“Did you know? Anxiety disorders are the most common mental illness in the United States, affecting 40 million adults over the age of 18 — or roughly 18 percent of the population. Anxiety disorders are highly treatable, yet only about one-third of those suffering receive treatment. People with an anxiety disorder are three to five times more likely to go to the doctor and six times more likely to be hospitalized for psychiatric disorders than those who do not suffer from anxiety disorders.”
Also, the previous three sentences were copied verbatim from the Anxiety and Depression Association of America’s website. And for the rest of this piece, none of those statistics will matter.
As someone living with anxiety disorder, my most common feeling is that those not dealing with anxiety just don’t get me. They may know somebody else with anxiety disorder, may have experienced a single, isolated breakdown in their lifetime, or may only know the details of anxiety disorder from the Anxiety and Depression Association of America website I just copied. My mind believes that people don’t think about just how personal, convoluted, and idiosyncratic the struggle with anxiety can be. However, many people with anxiety disorder — like myself — don’t stop to think about the widespread prevalence of anxiety, with more people struggling with the disorder than any with other mental illness. The experience is deeply personal, yet omnipresent.
For me, anxiety disorder is a void where all the good in my life collapses into a singularity of negativity and self-depreciation. I don’t realize how deep I’m in it until the gravity reaches an unbearable intensity. Even then, I let the black hole of anxiety swallow me deeper and deeper until I’m too embarassed by my depressive actions to own up to my poor behavior. And it’s a vicious cycle that affects my quality of life, as well as the mood of those in my proximity.
As I experience my own struggles, I often feel like an authority figure for the other anxiety sufferers in my life. I feel like my own experiences can be a panacea for another person. I try as I might to bestow my anxiety-crippled peers with sage-like wisdom, but it never really sinks in for them. I ask myself: “We’re both suffering from the same illness, so why don’t they believe that the coping mechanisms I’ve given them work?” But then I realize that, just like me, these people suffer from their own voids — their own singularities — that make them feel just as alone in the struggle as I feel.

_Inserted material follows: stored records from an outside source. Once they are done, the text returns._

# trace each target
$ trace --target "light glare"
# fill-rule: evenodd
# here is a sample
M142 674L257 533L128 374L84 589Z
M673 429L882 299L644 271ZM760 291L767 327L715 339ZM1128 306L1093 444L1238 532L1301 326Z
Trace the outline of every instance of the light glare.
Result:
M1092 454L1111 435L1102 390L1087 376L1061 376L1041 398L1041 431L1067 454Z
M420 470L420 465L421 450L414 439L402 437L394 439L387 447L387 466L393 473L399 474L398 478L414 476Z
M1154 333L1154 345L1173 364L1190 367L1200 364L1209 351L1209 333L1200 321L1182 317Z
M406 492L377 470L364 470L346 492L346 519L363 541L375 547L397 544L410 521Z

A year and a half ago, I lost a friend of mine to a combination of depression, anxiety and drug abuse. Most of us didn’t know until after her death that her struggles with drug addiction took root in her inability to overcome her low self-esteem. She self-medicated with drugs to forget about how hopeless, alone and inadequate she felt. She diverted her attention outward — to her friends and family — preferring to focus on helping her friends instead of helping herself. When I experienced my first seizure, she promptly visited me, despite us not being close friends. In the following months, she offered to be there whenever I needed her — even for a simple walk around the neighborhood. I never took her up on the offer. To this day, I still wonder if making myself more available would have given her somebody to relate to, somebody who knew just how deep the anxiety well can go. Could I have helped pull my friend out of her own void before it was too late? It’s impossible to know now.
If there’s anything I’ve learned about anxiety disorder, it’s that — like the uniqueness of people themselves — each person experiences their anxiety in a unique way. It’s not something any one of us can standardize with statistics and universal coping mechanisms. Getting to know a person’s anxiety is just like getting to know any person in that there’s a lot of depth to navigate. With an anxious person, that depth becomes like a four-dimensional tesseract with no discernible beginning or end. This puts a lot of stress on those of you who don’t deal with profound anxiety, but with a little patience, you could help both you and an anxious person ascend to a higher dimension of understanding.
Some of you readers may suffer from anxiety disorder, just like me. Some of you may feel totally helpless, others fairly functional, and some on the cusp or in-between. Just know this — you are not alone. Even if you and your anxious bubble feel isolated from everyone else, a vast sea of like-minded peers exists nearby.